Rachid finit par écouter son frère Nadim qui lui vante l’Eldorado de l’Europe, lorsque son patron le licencie alors que sa mère tombe malade et que sa petite fille, toujours affamée, s’affaiblit. Pour ne plus passer pour un lâche et prendre ses responsabilités, il part avec lui, mais son frère échoue déjà mort sur la terre promise. Quant à Rachid, travailleur immigré clandestin, il se retrouve traité comme un esclave dans les serres et peine à payer ses dettes au passeur, sans jamais pouvoir envoyer de l’argent à sa famille. Fuyant jusqu’à Barcelone où il espère trouver un vrai travail, il tombe de désillusions en divagations…

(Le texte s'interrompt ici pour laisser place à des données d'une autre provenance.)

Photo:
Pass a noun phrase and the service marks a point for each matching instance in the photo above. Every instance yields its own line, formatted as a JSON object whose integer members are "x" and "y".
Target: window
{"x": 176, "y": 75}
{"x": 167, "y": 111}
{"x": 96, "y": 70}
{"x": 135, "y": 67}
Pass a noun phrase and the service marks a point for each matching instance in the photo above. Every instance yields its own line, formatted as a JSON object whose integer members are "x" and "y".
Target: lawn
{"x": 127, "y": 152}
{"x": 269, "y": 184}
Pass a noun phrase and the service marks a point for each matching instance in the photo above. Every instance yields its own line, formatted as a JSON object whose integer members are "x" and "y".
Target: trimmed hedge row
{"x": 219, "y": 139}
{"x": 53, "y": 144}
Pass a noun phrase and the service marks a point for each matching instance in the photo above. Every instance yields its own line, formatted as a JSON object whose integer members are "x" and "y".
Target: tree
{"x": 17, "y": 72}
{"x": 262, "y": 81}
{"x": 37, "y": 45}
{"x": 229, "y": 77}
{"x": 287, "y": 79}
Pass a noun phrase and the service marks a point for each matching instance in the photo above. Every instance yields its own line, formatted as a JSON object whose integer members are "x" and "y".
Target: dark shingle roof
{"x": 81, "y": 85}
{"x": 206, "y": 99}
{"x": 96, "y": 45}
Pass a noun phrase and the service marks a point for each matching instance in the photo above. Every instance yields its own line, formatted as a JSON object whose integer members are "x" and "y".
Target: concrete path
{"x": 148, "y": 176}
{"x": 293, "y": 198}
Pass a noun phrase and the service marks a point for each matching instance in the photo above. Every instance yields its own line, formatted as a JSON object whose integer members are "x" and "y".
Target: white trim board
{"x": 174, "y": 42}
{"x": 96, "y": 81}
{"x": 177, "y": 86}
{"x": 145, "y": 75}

Triste réalité que nous raconte Les Mains Invisibles, fiction nourrie d’une solide documentation et des séjours de l’auteur finlandais en Espagne et au Maroc. Celle des raisons économiques qui peuvent pousser des hommes à quitter leur pays et leur famille dans l’espoir d’une vie meilleure, celle aussi de ces autres raisons qui font que l’Europe ferme les yeux sur le faible coût de ses denrées au prix d’un esclavage économique. Celle enfin de l’amour-propre de ces hommes qui ne veulent pas renoncer à leurs rêves ni surtout détruire les illusions de ceux qu’ils ont laissés pour rien derrière eux. Celle de ces sacrifices inutiles sur l’autel de notre opulence. Ce dénuement, ce destin oscillant entre espoir et désillusion, l’auteur le montre par une lumière tantôt matinale tantôt crépusculaire qui jette un théâtre d’ombres sur ces visages tourmentés, avant de s’achever par celle aveuglante du midi. Une lecture dont on sait d’entrée de jeu qu’elle ne nous épargnera pas.
TIETÄVÄINEN, Ville. – Les mains invisibles. – Casterman, 2015. – 217 p. : ill. en coul. ; 22*29 cm. – EAN13 : 978-2-203-08919-8 : 27 €.